The ambitious Palmer was attorney general under President Woodrow Wilson and he initially positioned himself as a defender of civil liberties. America must permit free speech, he believed, even that which was widely viewed as aggressive and inflammatory.
In 1919, however, after a bomb went off on his doorstep (right), Palmer reversed course. He created the Radical Division at the Justice Department and began collecting information on tens of thousands of what he considered potential subversives.
In November 1919 he authorized the so-called Palmer Raids, in which 249 Russian immigrants were rounded up and summarily deported.
Positioning himself as the tough guy did not produce the result Palmer wanted, which was the 1920 Democratic presidential nomination.
It did, however, produce a result with arguably greater long-term consequences. The head of the Radical Division, a young J. Edgar Hoover, took the surveillance notion to heart and would later institutionalize it as head of the FBI.
If Palmer went after radicals partly as a political strategy, Hoover genuinely believed America needed to be protected from subversives, particularly communists, without regard for niceties like civil liberties.
In any case, whoever left that horse carriage on Wall Street did not advance his cause. Far from sparking any sort of uprising against heartless capitalism, the bombing led to a swift decline in any appeal radicalism might have held for the American masses.
Part of the reason, it’s probably safe to say, is that like most other terrorists, this bomber didn’t end up killing any real enemies.

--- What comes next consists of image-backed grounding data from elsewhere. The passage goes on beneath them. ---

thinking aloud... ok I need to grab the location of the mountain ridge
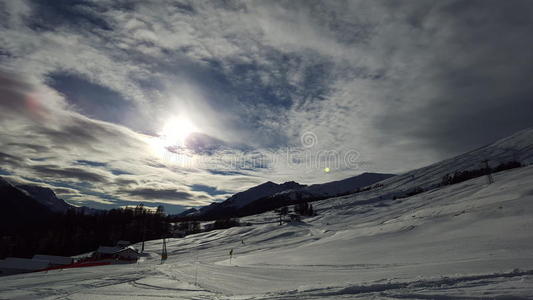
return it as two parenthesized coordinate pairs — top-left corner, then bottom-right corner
(194, 172), (395, 219)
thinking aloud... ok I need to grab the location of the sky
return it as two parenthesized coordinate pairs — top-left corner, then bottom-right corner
(1, 0), (533, 214)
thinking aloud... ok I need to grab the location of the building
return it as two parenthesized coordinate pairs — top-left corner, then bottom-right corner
(94, 246), (122, 260)
(0, 257), (50, 276)
(203, 222), (215, 231)
(93, 246), (140, 262)
(115, 247), (140, 261)
(171, 230), (186, 238)
(32, 255), (73, 267)
(116, 240), (131, 248)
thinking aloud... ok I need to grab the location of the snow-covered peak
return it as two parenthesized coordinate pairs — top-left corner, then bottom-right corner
(220, 180), (307, 209)
(304, 172), (395, 197)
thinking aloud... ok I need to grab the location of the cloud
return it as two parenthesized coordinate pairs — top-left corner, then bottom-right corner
(2, 0), (533, 212)
(67, 194), (115, 206)
(2, 175), (82, 198)
(117, 185), (213, 207)
(121, 187), (194, 201)
(30, 164), (111, 184)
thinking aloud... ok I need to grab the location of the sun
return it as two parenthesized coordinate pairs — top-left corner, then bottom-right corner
(159, 116), (198, 146)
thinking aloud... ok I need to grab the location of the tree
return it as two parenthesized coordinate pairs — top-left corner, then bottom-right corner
(213, 218), (240, 230)
(156, 205), (165, 216)
(294, 202), (314, 216)
(275, 206), (289, 225)
(134, 203), (145, 216)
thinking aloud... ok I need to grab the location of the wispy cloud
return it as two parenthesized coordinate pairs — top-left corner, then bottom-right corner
(1, 0), (533, 213)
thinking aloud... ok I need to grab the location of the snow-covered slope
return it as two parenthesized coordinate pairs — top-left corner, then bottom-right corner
(2, 164), (533, 299)
(357, 127), (533, 201)
(16, 185), (72, 213)
(304, 172), (394, 196)
(1, 128), (533, 299)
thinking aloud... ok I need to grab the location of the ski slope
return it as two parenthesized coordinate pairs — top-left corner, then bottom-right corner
(2, 162), (533, 299)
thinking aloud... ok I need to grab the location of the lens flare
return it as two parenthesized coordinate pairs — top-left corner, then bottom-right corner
(160, 116), (197, 146)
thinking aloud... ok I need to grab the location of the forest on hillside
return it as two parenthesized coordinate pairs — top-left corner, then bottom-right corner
(0, 204), (169, 259)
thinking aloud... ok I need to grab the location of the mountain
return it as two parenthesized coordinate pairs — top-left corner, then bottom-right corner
(16, 185), (72, 213)
(236, 172), (395, 217)
(360, 127), (533, 201)
(198, 181), (307, 218)
(305, 172), (395, 197)
(220, 181), (306, 209)
(0, 178), (52, 232)
(1, 178), (102, 217)
(2, 129), (533, 297)
(197, 173), (395, 219)
(196, 128), (533, 221)
(176, 207), (198, 217)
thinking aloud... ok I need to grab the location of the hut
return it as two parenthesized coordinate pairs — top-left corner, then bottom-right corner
(0, 257), (50, 276)
(33, 254), (73, 267)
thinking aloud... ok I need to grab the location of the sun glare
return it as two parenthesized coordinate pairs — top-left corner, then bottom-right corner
(160, 116), (197, 146)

The bomb was timed to detonate as workers were coming out into the streets for their lunch hour. But bank president J.P. Morgan Jr. wasn’t nipping out for a burger at the corner bistro. The people who died were mostly secretaries, clerks and others who had far more in common with the proletariat than with capitalist oppressors.
What was intended as a blow against the empire, then, quickly crystallized into a rather more pedestrian act of mass murder.
To the extent the Wall Street bombing is remembered at all today, that’s pretty much how. But the larger story is instructive enough that this American Experience is well worth the resurrection.